Literatur Friedrich, F., Gross, R., Wrobel, M., Klug, G., Unger, A.,Fellingeri M., Süssenbacher, S., Freidl, M., Saumer, G. & Wancata, J. (2015) Die Belastung von Müttern und Vätern von Schizophreniekranken. Psychiat Praxis 42:208–215. Habermeyer, E., Wolff, R., Gillner, M., Strohm, R. & Kutscher, S. (2010) Patienten mit schizophrenen Störungen im psychiatrischen Maßregelvollzug.

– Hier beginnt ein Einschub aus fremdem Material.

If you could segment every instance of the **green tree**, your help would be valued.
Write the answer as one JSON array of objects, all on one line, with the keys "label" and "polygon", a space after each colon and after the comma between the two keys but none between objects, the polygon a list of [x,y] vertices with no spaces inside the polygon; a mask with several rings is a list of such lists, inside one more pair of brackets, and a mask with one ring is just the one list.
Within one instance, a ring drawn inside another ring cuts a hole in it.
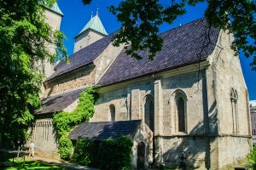
[{"label": "green tree", "polygon": [[[0,0],[0,135],[2,142],[20,144],[40,105],[44,78],[39,63],[54,61],[45,44],[67,56],[63,35],[44,22],[44,9],[55,0]],[[44,4],[44,5],[43,5]]]},{"label": "green tree", "polygon": [[[84,4],[91,2],[82,1]],[[125,43],[126,53],[136,59],[140,59],[138,50],[147,50],[148,59],[153,60],[163,43],[158,36],[159,26],[164,22],[172,24],[177,16],[184,14],[185,5],[195,6],[202,2],[208,4],[205,11],[208,23],[233,33],[236,40],[231,48],[236,54],[241,51],[247,58],[252,56],[250,65],[256,71],[256,2],[253,0],[171,0],[169,5],[164,5],[160,0],[124,0],[117,7],[109,8],[122,25],[122,29],[113,37],[113,44]]]}]

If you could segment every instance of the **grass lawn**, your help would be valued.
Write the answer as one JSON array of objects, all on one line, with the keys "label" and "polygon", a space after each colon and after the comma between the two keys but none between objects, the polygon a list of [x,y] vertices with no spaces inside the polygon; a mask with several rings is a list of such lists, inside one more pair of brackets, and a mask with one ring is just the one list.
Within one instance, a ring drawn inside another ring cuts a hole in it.
[{"label": "grass lawn", "polygon": [[[53,169],[53,170],[66,170],[56,165],[45,163],[40,161],[26,160],[24,167],[22,161],[9,160],[9,162],[4,163],[3,170],[29,170],[29,169]],[[2,169],[3,167],[0,167]]]}]

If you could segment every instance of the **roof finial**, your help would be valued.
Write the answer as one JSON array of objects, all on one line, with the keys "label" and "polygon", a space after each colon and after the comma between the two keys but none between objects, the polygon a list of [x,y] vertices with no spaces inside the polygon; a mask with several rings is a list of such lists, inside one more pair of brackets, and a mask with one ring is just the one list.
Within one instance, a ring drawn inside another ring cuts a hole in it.
[{"label": "roof finial", "polygon": [[97,8],[96,15],[99,14],[99,8]]}]

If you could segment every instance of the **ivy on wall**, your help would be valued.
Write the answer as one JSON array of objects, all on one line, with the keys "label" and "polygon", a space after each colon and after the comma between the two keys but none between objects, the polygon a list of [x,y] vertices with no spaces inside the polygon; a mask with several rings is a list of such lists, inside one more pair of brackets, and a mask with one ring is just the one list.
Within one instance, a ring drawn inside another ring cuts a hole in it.
[{"label": "ivy on wall", "polygon": [[131,147],[132,142],[126,136],[102,141],[79,139],[74,144],[73,159],[81,165],[102,170],[129,170],[131,169]]},{"label": "ivy on wall", "polygon": [[54,115],[53,122],[59,138],[59,152],[61,159],[69,160],[73,151],[69,132],[81,122],[88,122],[94,114],[94,105],[97,98],[95,89],[86,88],[80,94],[79,104],[72,112],[60,111]]}]

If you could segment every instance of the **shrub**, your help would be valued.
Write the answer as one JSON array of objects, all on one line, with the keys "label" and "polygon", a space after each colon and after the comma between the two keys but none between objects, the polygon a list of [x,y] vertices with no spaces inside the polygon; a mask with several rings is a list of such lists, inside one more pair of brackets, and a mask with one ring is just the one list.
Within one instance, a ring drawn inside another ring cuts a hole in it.
[{"label": "shrub", "polygon": [[72,141],[68,139],[68,133],[64,133],[59,140],[59,152],[61,158],[69,160],[73,151]]},{"label": "shrub", "polygon": [[254,146],[251,152],[247,155],[247,168],[256,169],[256,147]]},{"label": "shrub", "polygon": [[132,142],[127,137],[107,139],[99,145],[99,167],[101,169],[131,169]]},{"label": "shrub", "polygon": [[98,144],[90,139],[79,139],[74,147],[73,159],[81,165],[96,166]]},{"label": "shrub", "polygon": [[53,122],[60,139],[58,149],[61,158],[69,159],[73,144],[68,139],[68,133],[80,122],[88,122],[92,117],[96,96],[96,91],[89,87],[80,94],[78,107],[73,111],[60,111],[54,115]]}]

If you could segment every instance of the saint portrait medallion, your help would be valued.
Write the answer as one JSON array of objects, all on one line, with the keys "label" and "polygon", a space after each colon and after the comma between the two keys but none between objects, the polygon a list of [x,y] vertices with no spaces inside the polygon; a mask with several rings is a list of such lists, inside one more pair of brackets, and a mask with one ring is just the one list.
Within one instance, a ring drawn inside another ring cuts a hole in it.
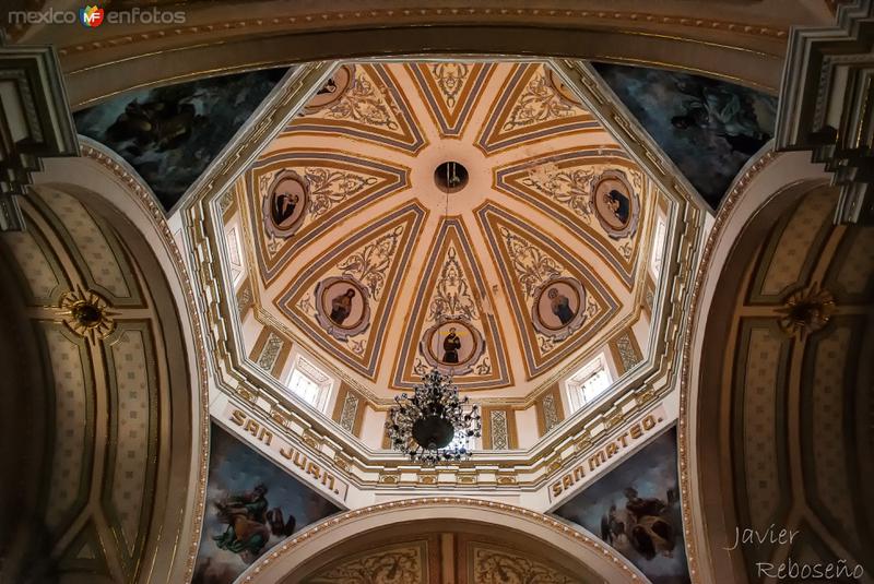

Ergeben sich Konsequenzen für die Allgemeinpsychiatrie? Nervenarzt 81:1117–1124. Jungbauer, J., Bischkopf, J., & Angermeyer, M. C. (2001) Stress of family caregivers of psychiatric patients. Developmental trends, concepts and results of research. Psychiatr Prax, 28: 105-114. Meesmann, G. (2016) Und wo bleiben die Angehörigen? Zur Situation, den Erfahrungen und Reformanliegen von Angehörigen der im Massregelvollzug untergebrachten Patienten. Soziale Psychiatrie 1: 12-15. Metzing, S. (2007) Kinder und Jugendliche als pflegende Angehörige. Erleben und Gestalten familialer Pflege. Bern: Verlag Hans Huber. Nitschke, J., Osterheider, M. & Mokros, A. (2011) Schizophreniforme Erkrankungen, Psychose und Tötungsdelikte: Die Bedeutung sozialtherapeutischer Maßnahmen zur Prävention von Delikten. Psychiat Prax 38: 82–86. Peukert, R. (2018) Die unsichtbaren Angehörigen. Bruder oder Schwester eines psychisch kranken Menschen. Psychiat Praxis 45: 106–110. Piontek, K., Kutscher. S.-U., König, A. & Leygraf, N. (2013) Prädeliktische Behandlungswege schizophrener Patienten der forensischen Psychiatrie Ein Vergleich mit schizophrenen Patienten der Allgemeinpsychiatrie. Nervenarzt 84:55–64. DOI 10.1007/s00115-011-3409-1 Schmid, R., Spießl, H., Vulkovich, A., & Cording, C. (2003) Belastungen von Angehörigen und ihre Erwartungen an psychiatrische Institutionen. Literaturübersicht und eigene Ergebnisse. Fortschritte der Neurologie und Psychiatrie 71:118-128. Schnepp, W. (2006) Im Angesicht des Anderen: »Schützen müssen«. Pflege & Gesellschaft, 11: 61-76.